MPS, Global Development
Tell us a fun fact about you.

I had a lion’s mouth around my leg when I was working in Modisa, a wildlife reserve in Botswana.

What are the big challenges you want to tackle in the world?

I want the impact that I have on the world to reflect the impact that I have on the people around me every day. When I consider global development, I first consider local development. My desire is that my impact on the world is grounded in a philosophy that treats all people with respect, honesty and integrity. Living by these principles will, I hope, inspire others to live similarly and make an impact in their own positive way.

What were you doing before the MPS program?

I graduated from Trinity College, Dublin with a Business and Economics degree in 2013. During my time in Trinity I joined the Food and Drink Society and was the President in my final year.
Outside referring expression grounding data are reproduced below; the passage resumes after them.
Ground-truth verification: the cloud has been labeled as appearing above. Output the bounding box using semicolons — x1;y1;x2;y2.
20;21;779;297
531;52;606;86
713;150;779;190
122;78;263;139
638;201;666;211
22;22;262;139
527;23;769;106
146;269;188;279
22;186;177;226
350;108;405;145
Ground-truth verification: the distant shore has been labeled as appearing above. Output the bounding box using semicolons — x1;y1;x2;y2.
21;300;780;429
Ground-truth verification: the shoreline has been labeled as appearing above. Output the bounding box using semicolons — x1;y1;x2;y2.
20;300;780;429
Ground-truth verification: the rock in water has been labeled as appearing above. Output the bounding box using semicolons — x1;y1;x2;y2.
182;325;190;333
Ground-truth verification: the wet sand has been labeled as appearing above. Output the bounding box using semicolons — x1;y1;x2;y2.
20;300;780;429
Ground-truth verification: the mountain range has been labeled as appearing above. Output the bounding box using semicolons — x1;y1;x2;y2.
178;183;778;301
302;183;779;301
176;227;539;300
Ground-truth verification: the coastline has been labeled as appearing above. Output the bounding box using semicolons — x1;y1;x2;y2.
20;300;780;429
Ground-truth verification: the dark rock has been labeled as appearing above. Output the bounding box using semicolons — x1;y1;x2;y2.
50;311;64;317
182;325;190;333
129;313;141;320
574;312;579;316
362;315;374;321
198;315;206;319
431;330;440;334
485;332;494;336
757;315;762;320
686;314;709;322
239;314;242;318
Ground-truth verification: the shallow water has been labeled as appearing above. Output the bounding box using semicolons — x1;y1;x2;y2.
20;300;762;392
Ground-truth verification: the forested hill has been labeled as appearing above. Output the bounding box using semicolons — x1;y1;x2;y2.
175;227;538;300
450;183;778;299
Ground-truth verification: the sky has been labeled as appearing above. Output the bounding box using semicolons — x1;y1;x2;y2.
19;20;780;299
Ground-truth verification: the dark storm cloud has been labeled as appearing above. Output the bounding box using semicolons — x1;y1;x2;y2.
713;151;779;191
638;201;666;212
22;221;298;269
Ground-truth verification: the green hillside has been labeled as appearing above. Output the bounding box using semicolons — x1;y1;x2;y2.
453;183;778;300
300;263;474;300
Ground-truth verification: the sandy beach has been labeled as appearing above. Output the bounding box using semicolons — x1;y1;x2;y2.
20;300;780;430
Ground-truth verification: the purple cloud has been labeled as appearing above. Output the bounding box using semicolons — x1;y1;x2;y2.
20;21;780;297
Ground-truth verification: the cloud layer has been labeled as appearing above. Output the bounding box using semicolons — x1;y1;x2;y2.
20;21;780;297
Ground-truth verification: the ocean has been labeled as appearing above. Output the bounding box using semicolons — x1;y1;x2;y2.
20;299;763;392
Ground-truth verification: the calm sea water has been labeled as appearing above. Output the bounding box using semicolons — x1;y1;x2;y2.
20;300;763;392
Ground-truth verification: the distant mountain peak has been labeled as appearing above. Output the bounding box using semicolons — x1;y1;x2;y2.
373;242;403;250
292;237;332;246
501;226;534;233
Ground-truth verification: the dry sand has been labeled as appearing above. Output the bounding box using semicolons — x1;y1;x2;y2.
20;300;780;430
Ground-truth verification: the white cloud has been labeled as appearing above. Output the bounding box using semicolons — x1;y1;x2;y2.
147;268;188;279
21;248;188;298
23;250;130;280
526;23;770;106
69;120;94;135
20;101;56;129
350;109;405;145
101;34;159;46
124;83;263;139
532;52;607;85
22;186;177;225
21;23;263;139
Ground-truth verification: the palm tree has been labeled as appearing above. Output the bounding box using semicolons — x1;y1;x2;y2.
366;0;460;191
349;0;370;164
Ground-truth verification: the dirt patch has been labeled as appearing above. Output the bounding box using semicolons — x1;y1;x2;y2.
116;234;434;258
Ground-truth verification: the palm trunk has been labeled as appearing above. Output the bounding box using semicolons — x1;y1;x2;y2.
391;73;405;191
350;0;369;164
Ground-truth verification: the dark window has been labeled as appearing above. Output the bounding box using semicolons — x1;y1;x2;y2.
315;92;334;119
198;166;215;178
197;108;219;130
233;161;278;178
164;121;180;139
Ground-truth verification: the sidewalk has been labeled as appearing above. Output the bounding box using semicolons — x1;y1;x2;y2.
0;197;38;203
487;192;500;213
Armed with my undergraduate degree and this management experience, I then interned in a sustainable, fast growth start-up tea company, Chai Point, in Bangalore, India. I witnessed the sustainable approach of a tea company’s supply-chain that helped educate and build its local communities. During my time in Chai Point I decided I wanted additional grass-roots experience with social enterprises, food security and sustainable agribusinesses so I applied to the Peace Corps. In Senegal I worked with community leaders to develop agricultural based income generating activities using their natural resources such as peanuts, cashews and mangoes as well as developing a waste management project.

What does global development mean to you?

My experiences to date have proven to me that people are resourceful, resilient, hard-working and hungry to learn how best to put their natural resources to use. To me, global development is reducing poverty through innovative ways by helping individuals generate a source of income through small, medium enterprises and innovative income-generating activities.

What has been the most memorable or impactful experience of your career so far?

My most memorable professional experience is as a Community Economic Development Volunteer with the Peace Corps in Senegal. I was struck by my community’s welcome which facilitated my cultural and professional integration. I will always remember the joy of working with the highly motivated women’s group of the remote village of Keur Sett where I facilitated the distribution of their roasted peanuts to a potential international buyer in Dakar.

How do you envision your MPS degree contributing to your career?

I am particularly interested in economic development and poverty reduction facilitated by agricultural projects in Sub Saharan Africa. My desire is for my MPS degree to build on my previous experiences and through classes such as Prabhu Pingali's Food Policy for Developing Countries and Dr Ndunge Kiiti's emerging markets program, I want to build expertise in formulating strategic initiatives that can lead to poverty reduction and local community economic development.